Dans le New York Times Magazine (4), Adrian Chen avait expliqué comment, dans un vaste bâtiment de l’époque soviétique au nord-ouest de Saint-Pétersbourg, quelques quatre cents Russes rémunérés sept cents euros par mois, soit l’équivalent d’un salaire de professeur titulaire, inondent les réseaux sociaux de fausses informations ou de messages en faveur de Poutine. Il s’agit de l’Internet Research Agency – son nom officiel –, qui serait financée par Evgeny Prigozhin, un oligarque travaillant en relation étroite avec Vladimir Poutine. Chaque employé gère des dizaines de faux comptes Twitter ou Facebook.
Encore plus significatif dans un contexte électoral, l’entreprise russe aurait réalisé un ciblage des électeurs les plus enclins à voter Donald Trump grâce à la géographie électorale. Alex Stamos, le directeur de la sécurité de Facebook, a tenté de se justifier dans un billet (5) en observant : « Les publicités et les comptes concernés semblaient s’attacher à amplifier des messages politiques et sociaux clivants sur l’ensemble du spectre idéologique — touchant depuis des sujets LGBT jusqu’aux droits des armes en passant par les questions raciales. » Selon lui, la tactique consistant à mêler le ciblage géographique pour un quart des messages et l’accentuation des divisions idéologiques américaines est conforme à ce que le réseau identifiait quelques mois auparavant comme une guerre informationnelle (6).
Notes :
- Le terme vient de la marque du faux gazon installé, à Houston, sur le stade de baseball de l’équipe des Astro.
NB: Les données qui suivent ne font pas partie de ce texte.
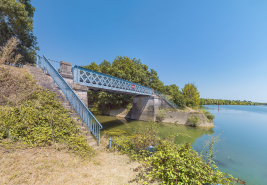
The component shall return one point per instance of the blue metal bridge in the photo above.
(95, 81)
(103, 82)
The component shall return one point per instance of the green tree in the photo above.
(154, 81)
(171, 89)
(191, 95)
(16, 20)
(179, 100)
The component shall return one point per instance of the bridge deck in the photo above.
(103, 82)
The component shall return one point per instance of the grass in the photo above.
(55, 165)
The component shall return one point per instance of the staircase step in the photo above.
(92, 143)
(74, 115)
(83, 128)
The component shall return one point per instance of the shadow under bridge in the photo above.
(103, 82)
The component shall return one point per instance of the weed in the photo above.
(193, 120)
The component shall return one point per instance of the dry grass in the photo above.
(48, 165)
(15, 85)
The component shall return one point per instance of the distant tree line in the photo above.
(225, 102)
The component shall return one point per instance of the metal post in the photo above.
(150, 150)
(110, 142)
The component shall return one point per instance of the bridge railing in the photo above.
(85, 114)
(54, 63)
(102, 81)
(166, 98)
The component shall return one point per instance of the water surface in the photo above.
(244, 149)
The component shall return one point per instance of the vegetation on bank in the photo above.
(225, 102)
(16, 21)
(133, 70)
(33, 116)
(170, 163)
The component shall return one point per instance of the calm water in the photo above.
(243, 153)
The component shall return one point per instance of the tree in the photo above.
(179, 100)
(16, 20)
(191, 95)
(171, 89)
(7, 53)
(154, 81)
(93, 66)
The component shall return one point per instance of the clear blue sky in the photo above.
(219, 45)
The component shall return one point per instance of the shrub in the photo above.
(161, 115)
(170, 163)
(193, 120)
(179, 100)
(16, 85)
(209, 116)
(8, 52)
(40, 121)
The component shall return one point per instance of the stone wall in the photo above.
(146, 108)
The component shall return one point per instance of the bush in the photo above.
(161, 115)
(170, 163)
(16, 85)
(193, 120)
(209, 116)
(179, 100)
(40, 121)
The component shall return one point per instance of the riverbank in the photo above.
(55, 165)
(170, 116)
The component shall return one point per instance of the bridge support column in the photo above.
(81, 91)
(145, 108)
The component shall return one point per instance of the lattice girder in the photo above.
(100, 81)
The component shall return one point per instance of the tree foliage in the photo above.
(125, 68)
(16, 20)
(225, 102)
(191, 95)
(7, 53)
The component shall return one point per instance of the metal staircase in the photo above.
(84, 113)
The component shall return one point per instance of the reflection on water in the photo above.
(164, 129)
(242, 153)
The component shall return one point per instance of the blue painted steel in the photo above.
(40, 63)
(166, 98)
(85, 114)
(110, 143)
(100, 81)
(16, 65)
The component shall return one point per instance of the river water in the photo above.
(242, 153)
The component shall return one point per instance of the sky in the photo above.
(219, 45)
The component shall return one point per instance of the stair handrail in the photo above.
(166, 98)
(83, 111)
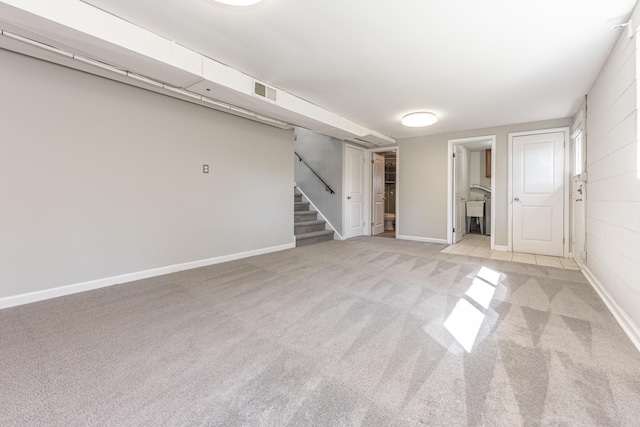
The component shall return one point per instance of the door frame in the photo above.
(565, 189)
(451, 201)
(369, 194)
(365, 185)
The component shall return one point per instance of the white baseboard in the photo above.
(30, 297)
(422, 239)
(624, 320)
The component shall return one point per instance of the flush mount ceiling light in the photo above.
(418, 120)
(238, 2)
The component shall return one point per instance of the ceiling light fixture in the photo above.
(420, 119)
(239, 2)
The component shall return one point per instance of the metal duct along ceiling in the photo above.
(82, 37)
Comme, en anglais, grassroot désigne un mouvement citoyen, astroturfing désigne un faux grassroot, donc un faux mouvement populaire.
- Entretien avec Agathe Auproux, Les Inrocks, 6 février 2017.
- Étude publiée le 10 janvier 2017, sous le titre The « Star Wars » botnet with >350k Twitter bots, signée Juan Echeverria et Shi Zhou.
- 2 juin 2015.
- 6 septembre 2017.
- Information Operations and Facebook, par Jen Weedon, William Nuland and Alex Stamos, 27 avril 2017.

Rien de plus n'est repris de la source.